O Laut utara Daerah ini cocok untuk tempat pembuangan sampah, karena terdapat banyak jaringan pipa minyak dan reservoir geologi yang dibiarkan kosong setelah puluhan tahun produksi minyak dan gas.

“Ladang minyak dan gas yang sudah habis memiliki banyak keuntungan karena terdokumentasi dengan baik dan sudah ada infrastruktur yang mungkin dapat digunakan kembali,” kata Morten Jeppesen, direktur Pusat Teknologi Kelautan di Universitas Teknologi Denmark.

Dekat pasir hijau, raksasa Perancis TotalEnergi akan menjajaki kemungkinan pendaratan di dasar laut, pada kedalaman lebih dari dua kilometer, sekitar lima juta ton CO2 per tahun pada tahun 2030.

PUBLISITAS

Norwegia, pelopor dalam CAC, juga akan menerima berton-ton gas cair dari Eropa di tahun-tahun mendatang.
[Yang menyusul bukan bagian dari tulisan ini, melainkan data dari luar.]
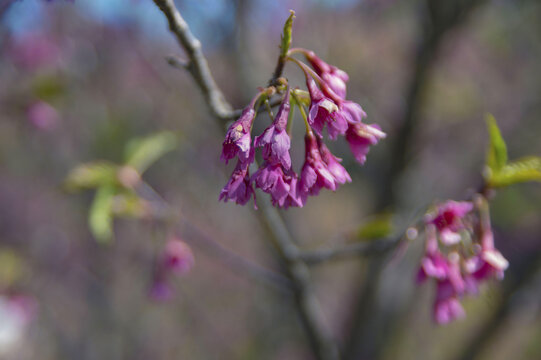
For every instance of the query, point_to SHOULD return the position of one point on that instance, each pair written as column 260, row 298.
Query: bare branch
column 197, row 237
column 323, row 346
column 197, row 65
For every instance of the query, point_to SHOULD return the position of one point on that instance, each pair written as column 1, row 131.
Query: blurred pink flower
column 177, row 257
column 335, row 78
column 239, row 187
column 238, row 139
column 360, row 137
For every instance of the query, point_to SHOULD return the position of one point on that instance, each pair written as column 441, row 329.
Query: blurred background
column 80, row 79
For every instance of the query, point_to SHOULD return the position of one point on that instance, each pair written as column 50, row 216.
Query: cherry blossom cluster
column 328, row 108
column 459, row 255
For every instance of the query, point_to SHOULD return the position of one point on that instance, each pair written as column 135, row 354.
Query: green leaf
column 141, row 153
column 287, row 34
column 303, row 96
column 100, row 218
column 378, row 227
column 91, row 175
column 522, row 170
column 497, row 151
column 128, row 204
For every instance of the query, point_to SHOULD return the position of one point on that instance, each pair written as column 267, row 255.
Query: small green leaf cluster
column 116, row 184
column 498, row 171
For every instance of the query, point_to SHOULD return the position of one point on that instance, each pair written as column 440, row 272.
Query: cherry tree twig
column 197, row 64
column 323, row 346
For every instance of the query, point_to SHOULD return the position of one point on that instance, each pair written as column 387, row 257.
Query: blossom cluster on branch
column 459, row 255
column 328, row 108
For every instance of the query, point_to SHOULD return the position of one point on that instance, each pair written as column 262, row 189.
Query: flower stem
column 303, row 113
column 307, row 70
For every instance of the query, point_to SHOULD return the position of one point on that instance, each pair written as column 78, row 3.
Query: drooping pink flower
column 281, row 184
column 360, row 137
column 324, row 111
column 447, row 306
column 339, row 173
column 239, row 187
column 433, row 263
column 275, row 139
column 489, row 263
column 160, row 291
column 238, row 140
column 335, row 78
column 450, row 284
column 177, row 257
column 315, row 174
column 449, row 222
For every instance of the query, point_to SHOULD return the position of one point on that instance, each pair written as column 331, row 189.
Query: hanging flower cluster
column 323, row 106
column 459, row 255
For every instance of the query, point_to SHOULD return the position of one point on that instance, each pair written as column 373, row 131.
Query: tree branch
column 197, row 65
column 375, row 247
column 321, row 342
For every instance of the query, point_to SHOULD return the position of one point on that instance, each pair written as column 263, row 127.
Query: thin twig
column 356, row 250
column 198, row 237
column 372, row 324
column 323, row 346
column 197, row 65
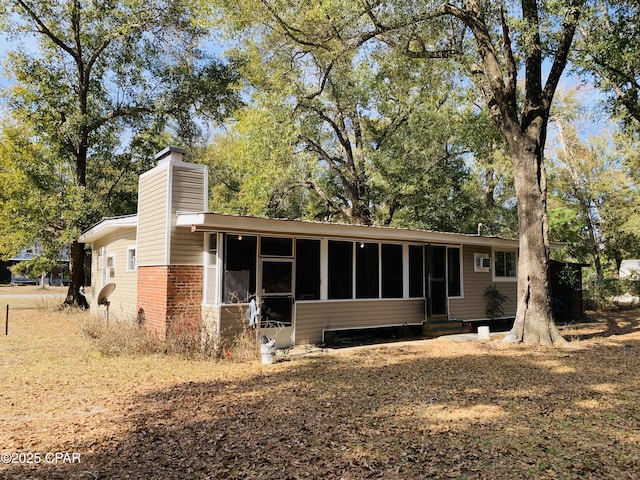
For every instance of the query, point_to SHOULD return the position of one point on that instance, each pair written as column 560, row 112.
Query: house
column 176, row 264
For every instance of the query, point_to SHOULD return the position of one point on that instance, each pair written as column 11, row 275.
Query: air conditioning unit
column 482, row 263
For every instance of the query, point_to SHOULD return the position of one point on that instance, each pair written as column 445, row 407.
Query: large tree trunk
column 74, row 297
column 534, row 322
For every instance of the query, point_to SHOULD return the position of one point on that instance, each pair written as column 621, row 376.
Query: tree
column 545, row 34
column 104, row 82
column 594, row 196
column 371, row 135
column 479, row 36
column 607, row 52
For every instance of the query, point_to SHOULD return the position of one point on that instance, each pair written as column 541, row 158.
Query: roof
column 210, row 222
column 107, row 226
column 205, row 221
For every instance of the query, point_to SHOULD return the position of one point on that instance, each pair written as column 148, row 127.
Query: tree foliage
column 607, row 53
column 98, row 88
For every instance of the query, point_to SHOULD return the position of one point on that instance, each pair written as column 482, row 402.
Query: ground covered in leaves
column 426, row 409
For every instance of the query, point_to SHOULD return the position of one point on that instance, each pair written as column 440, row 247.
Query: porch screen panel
column 416, row 271
column 340, row 270
column 240, row 265
column 391, row 271
column 367, row 271
column 307, row 269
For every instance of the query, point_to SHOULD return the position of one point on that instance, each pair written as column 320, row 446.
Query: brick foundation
column 170, row 298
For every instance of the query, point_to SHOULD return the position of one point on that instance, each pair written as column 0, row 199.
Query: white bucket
column 268, row 352
column 483, row 333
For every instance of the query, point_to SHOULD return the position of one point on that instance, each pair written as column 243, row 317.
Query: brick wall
column 170, row 298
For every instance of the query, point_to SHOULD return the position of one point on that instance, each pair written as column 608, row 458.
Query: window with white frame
column 504, row 265
column 131, row 259
column 212, row 269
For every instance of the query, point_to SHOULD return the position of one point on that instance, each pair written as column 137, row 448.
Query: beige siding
column 473, row 305
column 188, row 192
column 314, row 317
column 152, row 218
column 233, row 318
column 123, row 299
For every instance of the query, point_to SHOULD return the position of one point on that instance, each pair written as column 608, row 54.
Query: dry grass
column 426, row 409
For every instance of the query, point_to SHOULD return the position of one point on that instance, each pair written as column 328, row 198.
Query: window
column 391, row 271
column 307, row 269
column 481, row 262
column 340, row 269
column 504, row 265
column 239, row 268
column 276, row 247
column 454, row 283
column 131, row 259
column 416, row 271
column 212, row 269
column 367, row 275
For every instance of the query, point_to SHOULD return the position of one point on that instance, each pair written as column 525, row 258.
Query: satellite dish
column 103, row 296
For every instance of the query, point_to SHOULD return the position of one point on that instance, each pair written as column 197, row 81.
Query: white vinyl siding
column 124, row 297
column 474, row 304
column 152, row 218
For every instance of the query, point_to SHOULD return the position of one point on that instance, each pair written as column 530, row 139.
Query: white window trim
column 135, row 250
column 493, row 266
column 477, row 256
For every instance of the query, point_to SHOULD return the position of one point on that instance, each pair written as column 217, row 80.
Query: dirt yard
column 427, row 409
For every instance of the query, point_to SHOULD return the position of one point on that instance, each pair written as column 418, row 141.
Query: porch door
column 436, row 284
column 276, row 292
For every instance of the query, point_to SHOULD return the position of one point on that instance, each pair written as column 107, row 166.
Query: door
column 436, row 284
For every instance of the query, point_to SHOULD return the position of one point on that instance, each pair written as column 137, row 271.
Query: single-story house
column 175, row 264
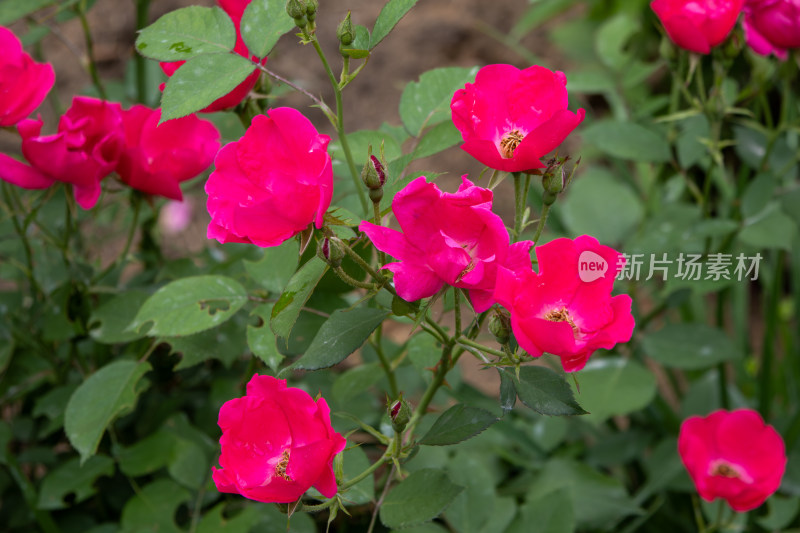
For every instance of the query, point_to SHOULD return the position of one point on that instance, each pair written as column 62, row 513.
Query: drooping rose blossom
column 772, row 26
column 697, row 25
column 510, row 118
column 566, row 309
column 156, row 159
column 276, row 443
column 733, row 455
column 235, row 10
column 447, row 239
column 23, row 83
column 272, row 183
column 85, row 150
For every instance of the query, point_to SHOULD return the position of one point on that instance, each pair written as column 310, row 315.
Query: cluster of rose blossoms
column 770, row 26
column 277, row 441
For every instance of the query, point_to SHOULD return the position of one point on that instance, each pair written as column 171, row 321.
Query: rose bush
column 555, row 311
column 272, row 183
column 24, row 83
column 511, row 118
column 697, row 26
column 447, row 239
column 276, row 443
column 733, row 455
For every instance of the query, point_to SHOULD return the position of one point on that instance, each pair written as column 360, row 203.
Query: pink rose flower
column 235, row 10
column 156, row 159
column 24, row 84
column 557, row 312
column 85, row 150
column 772, row 26
column 272, row 183
column 447, row 239
column 276, row 443
column 733, row 455
column 697, row 25
column 510, row 118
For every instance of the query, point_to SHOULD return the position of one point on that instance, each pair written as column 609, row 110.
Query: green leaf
column 153, row 508
column 590, row 199
column 109, row 323
column 389, row 16
column 107, row 393
column 545, row 391
column 421, row 497
column 427, row 102
column 597, row 499
column 200, row 81
column 356, row 380
column 342, row 334
column 263, row 23
column 690, row 346
column 615, row 386
column 627, row 140
column 73, row 478
column 186, row 33
column 275, row 268
column 190, row 305
column 261, row 340
column 13, row 11
column 458, row 423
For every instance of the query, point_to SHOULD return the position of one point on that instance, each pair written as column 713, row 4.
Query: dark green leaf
column 200, row 81
column 263, row 23
column 109, row 322
column 690, row 346
column 421, row 497
column 614, row 386
column 627, row 140
column 427, row 102
column 186, row 33
column 545, row 391
column 261, row 340
column 295, row 296
column 190, row 305
column 107, row 393
column 389, row 16
column 458, row 423
column 72, row 478
column 342, row 334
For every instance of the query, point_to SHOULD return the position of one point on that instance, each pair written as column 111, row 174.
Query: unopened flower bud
column 330, row 250
column 499, row 327
column 345, row 32
column 400, row 413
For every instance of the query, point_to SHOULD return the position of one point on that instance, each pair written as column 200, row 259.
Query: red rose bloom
column 277, row 442
column 697, row 25
column 510, row 118
column 23, row 83
column 733, row 455
column 156, row 159
column 557, row 311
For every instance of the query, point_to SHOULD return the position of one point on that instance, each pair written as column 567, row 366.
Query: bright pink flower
column 23, row 82
column 272, row 183
column 697, row 25
column 557, row 312
column 772, row 26
column 733, row 455
column 510, row 118
column 447, row 239
column 83, row 152
column 156, row 159
column 277, row 442
column 235, row 10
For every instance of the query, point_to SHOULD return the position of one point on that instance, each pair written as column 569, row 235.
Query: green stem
column 337, row 90
column 91, row 62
Sebagai produsen utama hidrokarbon di Eropa Barat, negara ini juga memiliki potensi penyimpanan CO2 terbesar di benua tersebut.

Sebuah solusi yang layak

Namun jumlah CO2 yang akan disimpan masih kecil dibandingkan total emisi.

Menurut Badan Lingkungan Hidup Eropa, Uni Eropa mengeluarkan 3,7 miliar ton gas-gas ini pada tahun 2020, tingkat yang rendah karena merupakan tahun yang terkena dampak pandemi virus corona.

PUBLISITAS

lalu CAC, yang selama ini dipandang sebagai solusi yang rumit dan mahal secara teknis, kini dipandang sebagai tindakan yang perlu oleh Panel Antarpemerintah tentang Perubahan Iklim (IPCC) dan Badan Energi Internasional.

Namun, hal ini juga tidak lepas dari dampak buruk, karena proses penangkapan dan penyimpanan CO2 yang boros energi mengeluarkan emisi setara dengan 21% gas yang ditangkap, menurut lembaga think tank Australia, IEEFA.

Selain itu, menurut IEEFA, teknik ini juga menimbulkan risiko kebocoran yang dapat menimbulkan konsekuensi bencana.

"A CAC hal ini tidak boleh digunakan untuk mempertahankan tingkat produksi CO2 saat ini, namun perlu untuk membatasi CO2 di atmosfer”, jelas Jeppesen. “Biaya penyimpanan karbon perlu dikurangi agar menjadi solusi mitigasi yang bertahan lama seiring dengan semakin matangnya industri,” tambah ilmuwan tersebut.

Namun, langkah tersebut tidak mendapat persetujuan dari para aktivis lingkungan hidup.

“Hal ini tidak menyelesaikan masalah dan memperpanjang struktur yang berbahaya,” kata Helene Hagel, direktur energi di Greenpeace Denmark.

Baginya, “metode ini tidak mengubah kebiasaan fana kita. Jika Denmark benar-benar ingin menurunkan emisinya, maka harus mengkhawatirkan sektor-sektor yang menghasilkan sebagian besar emisi tersebut, yaitu pertanian dan transportasi”, tegasnya.